Students can now access the GSEB Solutions for Chapter 02 Linear Correlation prepared by teachers on our website. These solutions cover all questions in exercise in your Class 12 Statistics textbook. Each answer is updated based on the current academic session as per the latest GSEB syllabus.

Detailed Explanations for Chapter 02 Linear Correlation

Our expert teachers have provided step-by-step explanations for all the difficult questions in the Class 12 Statistics chapter. Along with the final answers, we have also explained the concept behind it to help you build stronger understanding of each topic. This will be really helpful for Class 12 students who want to understand both theoretical and practical questions. By studying these GSEB Questions and Answers your basic concepts will improve a lot.

Benefits of using Statistics Class 12 Solved Papers

Using our Statistics solutions regularly students will be able to improve their logical thinking and problem-solving speed. These Class 12 solutions are a guide for self-study and homework assistance.

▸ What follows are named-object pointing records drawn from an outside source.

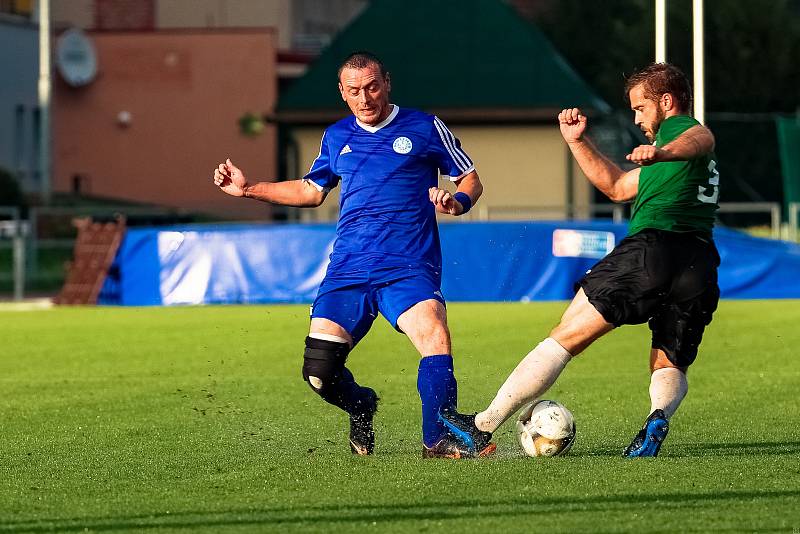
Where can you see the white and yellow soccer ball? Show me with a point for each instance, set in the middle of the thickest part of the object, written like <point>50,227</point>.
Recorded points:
<point>545,428</point>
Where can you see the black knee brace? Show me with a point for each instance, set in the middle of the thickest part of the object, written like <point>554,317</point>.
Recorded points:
<point>323,363</point>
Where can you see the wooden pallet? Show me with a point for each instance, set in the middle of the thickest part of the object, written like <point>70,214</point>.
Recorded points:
<point>95,249</point>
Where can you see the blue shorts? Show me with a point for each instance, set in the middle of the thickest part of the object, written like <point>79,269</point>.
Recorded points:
<point>353,300</point>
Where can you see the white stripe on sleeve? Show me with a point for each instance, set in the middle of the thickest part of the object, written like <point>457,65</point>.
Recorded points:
<point>449,140</point>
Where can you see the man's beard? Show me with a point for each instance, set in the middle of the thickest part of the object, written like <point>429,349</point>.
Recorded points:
<point>660,116</point>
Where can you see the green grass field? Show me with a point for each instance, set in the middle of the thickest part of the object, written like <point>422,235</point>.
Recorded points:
<point>197,419</point>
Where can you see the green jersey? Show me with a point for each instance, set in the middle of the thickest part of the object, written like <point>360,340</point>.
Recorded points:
<point>677,196</point>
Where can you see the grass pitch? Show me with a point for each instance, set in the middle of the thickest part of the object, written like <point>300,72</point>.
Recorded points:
<point>197,419</point>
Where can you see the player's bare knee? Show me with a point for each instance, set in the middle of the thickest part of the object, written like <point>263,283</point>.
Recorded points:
<point>323,362</point>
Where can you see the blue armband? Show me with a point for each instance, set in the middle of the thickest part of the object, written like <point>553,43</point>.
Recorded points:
<point>464,200</point>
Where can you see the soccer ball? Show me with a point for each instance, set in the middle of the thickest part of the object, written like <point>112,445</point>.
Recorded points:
<point>545,428</point>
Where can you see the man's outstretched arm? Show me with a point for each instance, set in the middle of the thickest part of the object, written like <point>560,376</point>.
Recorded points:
<point>299,193</point>
<point>604,174</point>
<point>446,202</point>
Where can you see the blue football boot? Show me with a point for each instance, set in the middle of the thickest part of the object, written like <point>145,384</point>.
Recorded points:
<point>474,442</point>
<point>649,439</point>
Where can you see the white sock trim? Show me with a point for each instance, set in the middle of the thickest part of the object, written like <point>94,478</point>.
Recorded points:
<point>668,387</point>
<point>328,337</point>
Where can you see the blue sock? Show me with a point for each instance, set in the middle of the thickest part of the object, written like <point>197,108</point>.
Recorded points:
<point>437,389</point>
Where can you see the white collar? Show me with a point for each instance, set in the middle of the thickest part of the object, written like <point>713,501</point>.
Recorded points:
<point>384,122</point>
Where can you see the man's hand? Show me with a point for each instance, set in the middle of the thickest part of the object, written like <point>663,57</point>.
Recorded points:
<point>230,179</point>
<point>572,124</point>
<point>647,155</point>
<point>444,201</point>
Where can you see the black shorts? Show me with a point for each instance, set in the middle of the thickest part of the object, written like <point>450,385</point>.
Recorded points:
<point>667,279</point>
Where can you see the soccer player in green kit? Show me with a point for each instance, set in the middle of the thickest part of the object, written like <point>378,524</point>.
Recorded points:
<point>664,272</point>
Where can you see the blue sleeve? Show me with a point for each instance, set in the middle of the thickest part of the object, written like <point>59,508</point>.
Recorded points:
<point>321,174</point>
<point>445,149</point>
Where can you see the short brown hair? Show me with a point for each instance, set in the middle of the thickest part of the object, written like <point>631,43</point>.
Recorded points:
<point>660,79</point>
<point>360,60</point>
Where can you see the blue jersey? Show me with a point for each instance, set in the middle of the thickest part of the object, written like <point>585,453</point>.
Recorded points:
<point>386,218</point>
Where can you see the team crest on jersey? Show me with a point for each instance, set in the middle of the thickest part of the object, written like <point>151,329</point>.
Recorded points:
<point>402,145</point>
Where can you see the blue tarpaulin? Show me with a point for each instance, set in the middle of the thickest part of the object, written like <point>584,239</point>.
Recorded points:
<point>498,261</point>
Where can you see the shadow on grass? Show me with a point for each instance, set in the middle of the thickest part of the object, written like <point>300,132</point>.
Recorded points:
<point>764,448</point>
<point>696,450</point>
<point>290,516</point>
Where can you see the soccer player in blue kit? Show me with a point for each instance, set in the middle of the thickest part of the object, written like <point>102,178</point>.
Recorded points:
<point>387,256</point>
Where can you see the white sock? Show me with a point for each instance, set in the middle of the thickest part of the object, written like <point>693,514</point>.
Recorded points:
<point>532,377</point>
<point>668,387</point>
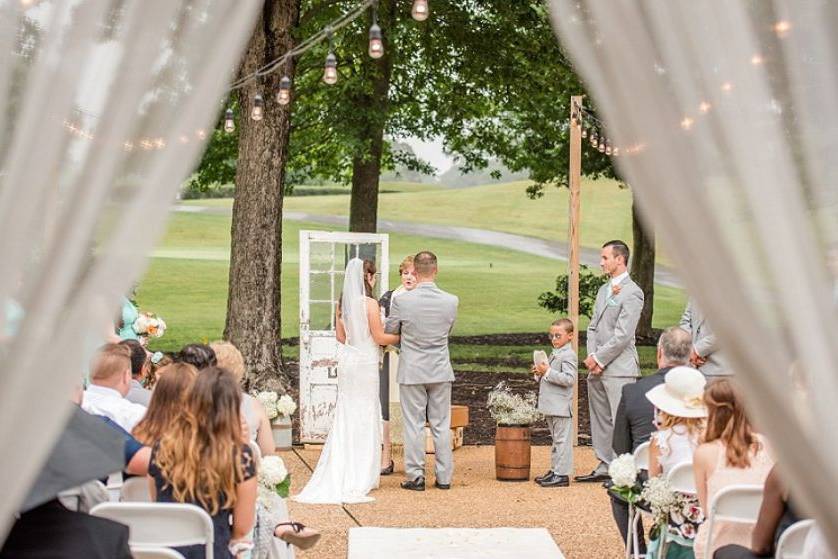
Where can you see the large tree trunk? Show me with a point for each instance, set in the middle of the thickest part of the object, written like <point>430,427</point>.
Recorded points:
<point>643,266</point>
<point>372,107</point>
<point>253,304</point>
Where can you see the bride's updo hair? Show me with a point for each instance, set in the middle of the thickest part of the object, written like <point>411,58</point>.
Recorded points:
<point>369,270</point>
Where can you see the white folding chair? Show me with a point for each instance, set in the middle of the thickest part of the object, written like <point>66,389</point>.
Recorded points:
<point>135,490</point>
<point>791,541</point>
<point>641,456</point>
<point>737,503</point>
<point>161,524</point>
<point>682,478</point>
<point>155,553</point>
<point>114,486</point>
<point>641,460</point>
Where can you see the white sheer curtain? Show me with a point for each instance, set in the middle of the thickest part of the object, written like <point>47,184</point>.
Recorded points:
<point>732,109</point>
<point>106,105</point>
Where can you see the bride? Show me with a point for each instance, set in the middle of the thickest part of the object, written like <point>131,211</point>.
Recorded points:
<point>349,465</point>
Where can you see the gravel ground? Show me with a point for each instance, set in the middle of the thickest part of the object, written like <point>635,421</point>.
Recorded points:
<point>578,517</point>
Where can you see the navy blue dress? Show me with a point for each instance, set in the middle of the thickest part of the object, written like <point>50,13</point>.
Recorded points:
<point>220,521</point>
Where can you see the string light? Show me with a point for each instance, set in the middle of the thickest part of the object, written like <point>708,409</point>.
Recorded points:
<point>782,28</point>
<point>376,48</point>
<point>420,10</point>
<point>229,123</point>
<point>330,71</point>
<point>283,96</point>
<point>257,113</point>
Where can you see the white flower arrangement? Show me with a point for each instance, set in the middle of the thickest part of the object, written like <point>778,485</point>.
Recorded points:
<point>273,479</point>
<point>276,406</point>
<point>149,325</point>
<point>507,408</point>
<point>623,471</point>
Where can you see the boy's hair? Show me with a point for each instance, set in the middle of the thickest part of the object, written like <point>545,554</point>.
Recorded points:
<point>109,361</point>
<point>565,324</point>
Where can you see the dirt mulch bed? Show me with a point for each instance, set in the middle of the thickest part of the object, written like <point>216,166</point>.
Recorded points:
<point>471,388</point>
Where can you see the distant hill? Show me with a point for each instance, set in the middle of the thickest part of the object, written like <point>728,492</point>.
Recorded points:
<point>454,178</point>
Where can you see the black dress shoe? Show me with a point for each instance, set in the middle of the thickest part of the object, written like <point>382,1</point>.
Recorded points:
<point>417,484</point>
<point>538,479</point>
<point>592,477</point>
<point>555,480</point>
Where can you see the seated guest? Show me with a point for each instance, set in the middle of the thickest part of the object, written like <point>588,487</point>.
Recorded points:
<point>201,460</point>
<point>139,370</point>
<point>680,419</point>
<point>51,530</point>
<point>258,424</point>
<point>110,381</point>
<point>775,515</point>
<point>634,421</point>
<point>167,401</point>
<point>199,356</point>
<point>731,453</point>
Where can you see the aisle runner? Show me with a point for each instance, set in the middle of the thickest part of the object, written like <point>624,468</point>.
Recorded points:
<point>452,543</point>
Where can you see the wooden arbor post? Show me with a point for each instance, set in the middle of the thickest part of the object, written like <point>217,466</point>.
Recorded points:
<point>574,183</point>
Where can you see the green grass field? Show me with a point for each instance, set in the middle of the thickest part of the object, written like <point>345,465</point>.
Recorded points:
<point>186,282</point>
<point>606,209</point>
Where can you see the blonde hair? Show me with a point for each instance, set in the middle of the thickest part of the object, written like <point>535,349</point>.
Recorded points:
<point>200,456</point>
<point>406,263</point>
<point>109,361</point>
<point>229,357</point>
<point>728,423</point>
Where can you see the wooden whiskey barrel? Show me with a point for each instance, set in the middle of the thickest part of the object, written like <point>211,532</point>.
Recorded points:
<point>512,453</point>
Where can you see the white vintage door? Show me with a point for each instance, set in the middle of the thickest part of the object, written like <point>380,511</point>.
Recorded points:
<point>323,258</point>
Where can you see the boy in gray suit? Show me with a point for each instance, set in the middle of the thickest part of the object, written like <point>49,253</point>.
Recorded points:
<point>555,401</point>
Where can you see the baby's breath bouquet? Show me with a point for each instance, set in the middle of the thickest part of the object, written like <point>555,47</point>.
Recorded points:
<point>510,409</point>
<point>623,472</point>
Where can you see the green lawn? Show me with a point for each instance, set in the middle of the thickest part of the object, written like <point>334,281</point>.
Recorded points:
<point>605,211</point>
<point>186,282</point>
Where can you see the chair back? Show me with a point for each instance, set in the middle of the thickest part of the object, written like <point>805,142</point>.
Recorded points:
<point>161,524</point>
<point>155,553</point>
<point>792,540</point>
<point>681,478</point>
<point>736,503</point>
<point>641,456</point>
<point>135,490</point>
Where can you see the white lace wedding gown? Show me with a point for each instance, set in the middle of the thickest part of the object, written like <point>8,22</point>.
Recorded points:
<point>349,466</point>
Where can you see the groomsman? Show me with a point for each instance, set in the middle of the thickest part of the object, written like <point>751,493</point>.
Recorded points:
<point>612,360</point>
<point>704,356</point>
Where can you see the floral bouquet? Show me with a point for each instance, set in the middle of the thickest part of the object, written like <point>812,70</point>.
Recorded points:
<point>512,409</point>
<point>275,405</point>
<point>149,325</point>
<point>274,479</point>
<point>674,512</point>
<point>623,472</point>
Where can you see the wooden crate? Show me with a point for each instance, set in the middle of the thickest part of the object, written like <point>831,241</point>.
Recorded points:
<point>456,439</point>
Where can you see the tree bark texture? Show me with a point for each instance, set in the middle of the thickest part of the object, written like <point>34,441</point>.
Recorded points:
<point>643,266</point>
<point>372,110</point>
<point>254,302</point>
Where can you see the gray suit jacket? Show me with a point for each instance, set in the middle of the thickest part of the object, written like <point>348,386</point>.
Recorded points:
<point>611,331</point>
<point>424,317</point>
<point>555,389</point>
<point>704,341</point>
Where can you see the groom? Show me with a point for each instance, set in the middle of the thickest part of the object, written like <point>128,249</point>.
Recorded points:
<point>425,317</point>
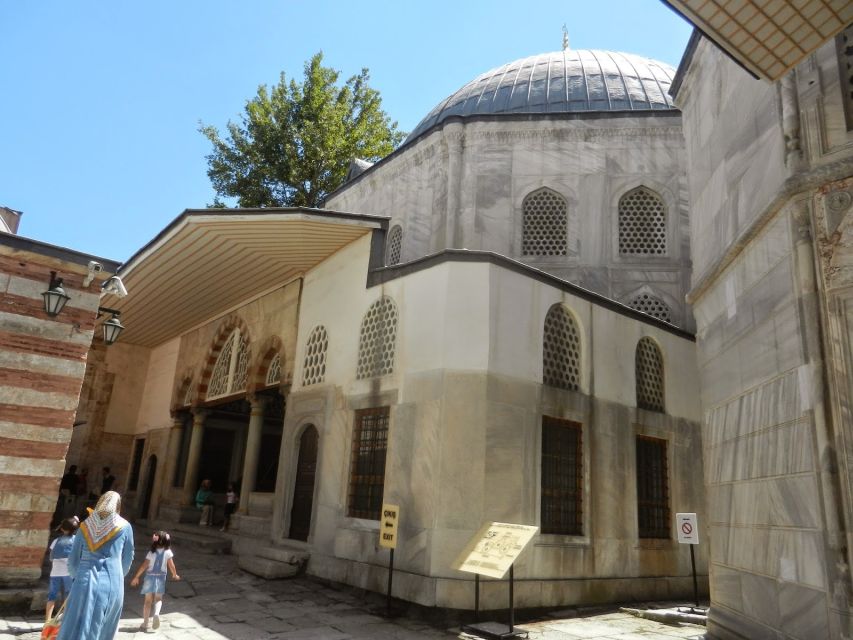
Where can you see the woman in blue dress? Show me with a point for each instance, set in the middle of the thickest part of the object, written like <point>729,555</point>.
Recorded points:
<point>100,558</point>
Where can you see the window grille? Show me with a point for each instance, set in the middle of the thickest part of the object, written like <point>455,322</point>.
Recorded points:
<point>314,367</point>
<point>395,246</point>
<point>231,371</point>
<point>642,223</point>
<point>562,477</point>
<point>544,228</point>
<point>274,371</point>
<point>367,464</point>
<point>651,305</point>
<point>561,361</point>
<point>844,44</point>
<point>649,373</point>
<point>136,465</point>
<point>378,335</point>
<point>652,488</point>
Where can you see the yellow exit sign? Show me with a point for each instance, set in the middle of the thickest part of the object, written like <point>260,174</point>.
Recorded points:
<point>388,526</point>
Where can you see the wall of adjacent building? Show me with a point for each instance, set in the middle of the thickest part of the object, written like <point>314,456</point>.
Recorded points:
<point>42,364</point>
<point>760,157</point>
<point>466,402</point>
<point>463,186</point>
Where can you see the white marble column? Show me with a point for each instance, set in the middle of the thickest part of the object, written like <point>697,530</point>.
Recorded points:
<point>173,450</point>
<point>194,456</point>
<point>253,450</point>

Along with the chapter-wise solutions, you should also refer to our Revision Notes and Sample Papers for Chapter 02 Linear Correlation to get a complete preparation experience.

FAQs

Where can I find the latest #REF! for the 2026-27 session?

The complete and updated #REF! is available for free on StudiesToday.com. These solutions for Class 12 Statistics are as per latest GSEB curriculum.

Are the Statistics GSEB solutions for Class 12 updated for the new 50% competency-based exam pattern?

Yes, our experts have revised the #REF! as per 2026 exam pattern. All textbook exercises have been solved and have added explanation about how the Statistics concepts are applied in case-study and assertion-reasoning questions.

How do these Class 12 GSEB solutions help in scoring 90% plus marks?

Toppers recommend using GSEB language because GSEB marking schemes are strictly based on textbook definitions. Our #REF! will help students to get full marks in the theory paper.

Do you offer #REF! in multiple languages like Hindi and English?

Yes, we provide bilingual support for Class 12 Statistics. You can access #REF! in both English and Hindi medium.

Is it possible to download the Statistics GSEB solutions for Class 12 as a PDF?

Yes, you can download the entire #REF! in printable PDF format for offline study on any device.